Ekor mata Cakra menangkap pergerakan seorang pria Belanda bertubuh tinggi tegap sedang berbicara dengan Dhyas. Dari perawakannya sepertinya umurnya tidak muda lagi tapi karena tubuh atletis nya dia terlihat lebih muda dari usianya.
Eh, apa itu? Kenapa dia sudah mulai menyentuh tangan Dhyas? (Cakra).
"Tuan, ini gadis untuk anda. Sarah," pelayan membawa seorang wanita. Penampilan Cakra membuat dia tidak terlihat masih belia. Sehingga pelayan itu menawarkan wanita yang di atas usianya.
Cakra mengangguk. Matanya kembali melihat ke sudut tempat Dhyas dan pria Belanda itu berdiri.
Kini, lelaki itu sudah mulai menyentuh pipi Dhyas. Darah Cakra berdesir. Sorot matanya tajam. Dia terlalu fokus hingga tidak mendengarkan wanita di sampingnya memanggilnya dari tadi.
"Tuan," wanita itu menyentuh lengan Cakra.
"Eh..maaf..maaf..aku tidak dengar," kilah Cakra kembali memperbaiki duduknya.
"Mau minum dulu atau langsung ke kamar?" tanya wanita itu.
"Minum dulu. Kita santai dulu sambil mengobrol," Cakra menjawab sambil curi-curi pandang ke arah Dhyas.
"Baiklah, saya tuangkan minumannya," Wanita itu mulai meraih botol minuman dan membuka tutup botolnya.
Cakra melirik lagi. Pria Belanda itu mencium tangan Dhyas. Cakra meremas kain penutup mejanya. Bukan hanya satu tangan, pria itu juga mencium tangan Dhyas yang lain dengan lembut dan penuh perasaan. Cakra meremas kain taplak meja itu lebih kuat.

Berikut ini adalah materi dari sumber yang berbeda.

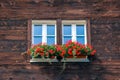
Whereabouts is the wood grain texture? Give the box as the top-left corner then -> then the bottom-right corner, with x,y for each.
0,0 -> 120,80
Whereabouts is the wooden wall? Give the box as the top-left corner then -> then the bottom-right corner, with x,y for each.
0,0 -> 120,80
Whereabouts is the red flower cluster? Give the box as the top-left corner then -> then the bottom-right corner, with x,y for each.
28,41 -> 96,58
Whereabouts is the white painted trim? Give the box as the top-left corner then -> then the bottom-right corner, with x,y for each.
32,20 -> 57,44
62,20 -> 87,44
31,24 -> 34,44
32,20 -> 56,25
42,24 -> 47,43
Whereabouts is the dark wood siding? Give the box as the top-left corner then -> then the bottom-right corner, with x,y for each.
0,0 -> 120,80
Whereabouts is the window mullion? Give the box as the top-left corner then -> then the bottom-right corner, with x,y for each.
72,24 -> 76,41
42,24 -> 47,43
84,24 -> 87,44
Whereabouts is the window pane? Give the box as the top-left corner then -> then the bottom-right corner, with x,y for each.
63,36 -> 72,44
34,36 -> 42,44
77,36 -> 85,44
63,25 -> 71,35
33,25 -> 42,35
47,36 -> 55,45
47,25 -> 55,35
76,25 -> 84,35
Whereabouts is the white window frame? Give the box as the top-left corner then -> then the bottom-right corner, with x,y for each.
32,20 -> 57,44
62,20 -> 87,44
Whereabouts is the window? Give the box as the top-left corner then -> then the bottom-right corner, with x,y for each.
28,19 -> 90,48
28,19 -> 90,62
32,20 -> 56,45
62,20 -> 87,44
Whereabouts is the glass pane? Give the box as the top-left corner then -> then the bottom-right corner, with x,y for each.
63,36 -> 72,44
47,25 -> 55,35
33,25 -> 42,35
77,36 -> 85,44
47,36 -> 55,45
76,25 -> 84,35
34,36 -> 42,44
63,25 -> 71,35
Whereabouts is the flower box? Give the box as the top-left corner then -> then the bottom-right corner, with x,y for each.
27,41 -> 96,62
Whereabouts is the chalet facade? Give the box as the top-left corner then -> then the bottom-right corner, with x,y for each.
0,0 -> 120,80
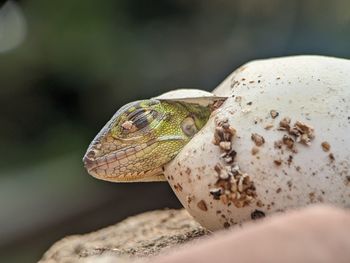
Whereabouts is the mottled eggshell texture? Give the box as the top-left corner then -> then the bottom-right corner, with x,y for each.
165,56 -> 350,230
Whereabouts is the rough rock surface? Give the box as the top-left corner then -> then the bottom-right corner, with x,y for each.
39,209 -> 208,263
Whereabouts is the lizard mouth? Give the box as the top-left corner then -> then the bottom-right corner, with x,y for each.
83,140 -> 164,182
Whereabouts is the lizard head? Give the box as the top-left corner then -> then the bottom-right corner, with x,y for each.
83,99 -> 211,182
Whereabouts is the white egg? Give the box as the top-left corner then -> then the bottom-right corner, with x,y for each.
165,56 -> 350,230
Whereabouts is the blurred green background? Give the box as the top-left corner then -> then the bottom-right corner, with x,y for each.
0,0 -> 350,262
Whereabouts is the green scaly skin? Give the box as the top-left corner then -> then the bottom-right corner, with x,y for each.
83,99 -> 211,182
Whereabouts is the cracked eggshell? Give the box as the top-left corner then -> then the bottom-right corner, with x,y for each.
164,56 -> 350,230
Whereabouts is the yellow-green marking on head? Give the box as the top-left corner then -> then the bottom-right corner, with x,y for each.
83,99 -> 217,182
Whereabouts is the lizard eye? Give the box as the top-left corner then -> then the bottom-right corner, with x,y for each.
181,117 -> 198,137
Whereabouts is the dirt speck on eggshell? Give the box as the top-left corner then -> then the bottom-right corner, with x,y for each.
197,200 -> 208,211
251,133 -> 265,146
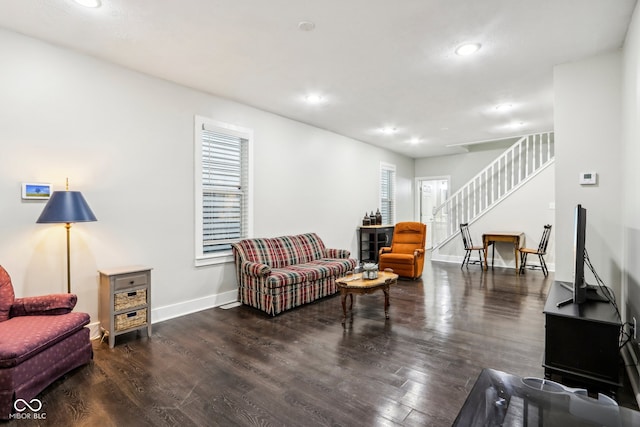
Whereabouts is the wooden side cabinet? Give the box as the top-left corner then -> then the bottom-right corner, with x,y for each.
358,225 -> 394,263
98,266 -> 151,348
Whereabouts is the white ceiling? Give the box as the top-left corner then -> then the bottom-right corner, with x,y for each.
0,0 -> 636,158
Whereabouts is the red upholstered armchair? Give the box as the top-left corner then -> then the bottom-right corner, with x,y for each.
378,222 -> 427,279
0,266 -> 93,419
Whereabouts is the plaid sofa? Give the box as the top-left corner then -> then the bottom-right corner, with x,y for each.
232,233 -> 356,316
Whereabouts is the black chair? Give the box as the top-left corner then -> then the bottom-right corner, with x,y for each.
460,223 -> 484,268
519,224 -> 551,277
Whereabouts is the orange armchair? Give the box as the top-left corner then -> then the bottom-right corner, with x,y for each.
379,222 -> 427,279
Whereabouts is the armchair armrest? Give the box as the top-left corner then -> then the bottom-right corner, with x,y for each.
378,246 -> 391,255
9,294 -> 78,317
240,261 -> 271,276
324,248 -> 351,259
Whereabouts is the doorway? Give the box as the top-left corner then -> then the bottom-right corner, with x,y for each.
415,176 -> 450,249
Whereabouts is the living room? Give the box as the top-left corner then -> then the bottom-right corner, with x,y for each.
0,0 -> 640,424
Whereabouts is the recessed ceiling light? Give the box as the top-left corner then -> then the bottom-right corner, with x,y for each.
456,43 -> 482,56
74,0 -> 102,7
496,104 -> 513,113
304,93 -> 324,104
298,21 -> 316,31
507,122 -> 524,129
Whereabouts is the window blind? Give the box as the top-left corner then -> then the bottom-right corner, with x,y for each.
201,126 -> 248,255
380,164 -> 396,225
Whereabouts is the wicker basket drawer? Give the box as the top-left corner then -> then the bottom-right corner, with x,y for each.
113,289 -> 147,311
114,308 -> 147,332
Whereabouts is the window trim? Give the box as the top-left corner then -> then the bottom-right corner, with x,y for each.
378,162 -> 397,225
194,115 -> 253,267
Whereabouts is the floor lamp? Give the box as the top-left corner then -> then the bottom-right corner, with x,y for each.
36,181 -> 97,293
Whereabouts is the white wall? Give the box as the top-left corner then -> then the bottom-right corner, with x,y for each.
621,6 -> 640,338
0,30 -> 414,332
415,146 -> 515,195
433,165 -> 556,274
554,51 -> 622,296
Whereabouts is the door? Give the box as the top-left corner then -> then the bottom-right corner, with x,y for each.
416,177 -> 449,249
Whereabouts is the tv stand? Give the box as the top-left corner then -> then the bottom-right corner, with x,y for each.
556,282 -> 609,307
542,282 -> 622,392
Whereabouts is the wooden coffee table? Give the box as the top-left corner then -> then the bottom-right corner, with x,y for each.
336,271 -> 398,324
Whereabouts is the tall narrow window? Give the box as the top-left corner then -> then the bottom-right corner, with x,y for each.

"Eh..Tuan. Maaf. Anda menarik taplaknya terlalu kuat. Gelas ini hampir jatuh," wanitai itu menepuk lengan Cakra.
"Oh, maaf..maaf," Cakra merapikan kembali taplak meja bulat itu.
"Ini minumannya, Tuan,"
Cakra melirik lagi. Kali ini dia melihat pria Belanda itu mulai membawa Dhyas ke arah lantai dua.
"Kita tidak jadi minum. Langsung ke kamar saja," ucap Cakra tidak sabar sembari berdiri. Matanya terus mengikuti langkah kaki Dhyas dan pria Belanda itu.
"Loh kok? Tapi Tuan...," wanita itu hendak protes tapi Cakra keburu jalan duluan.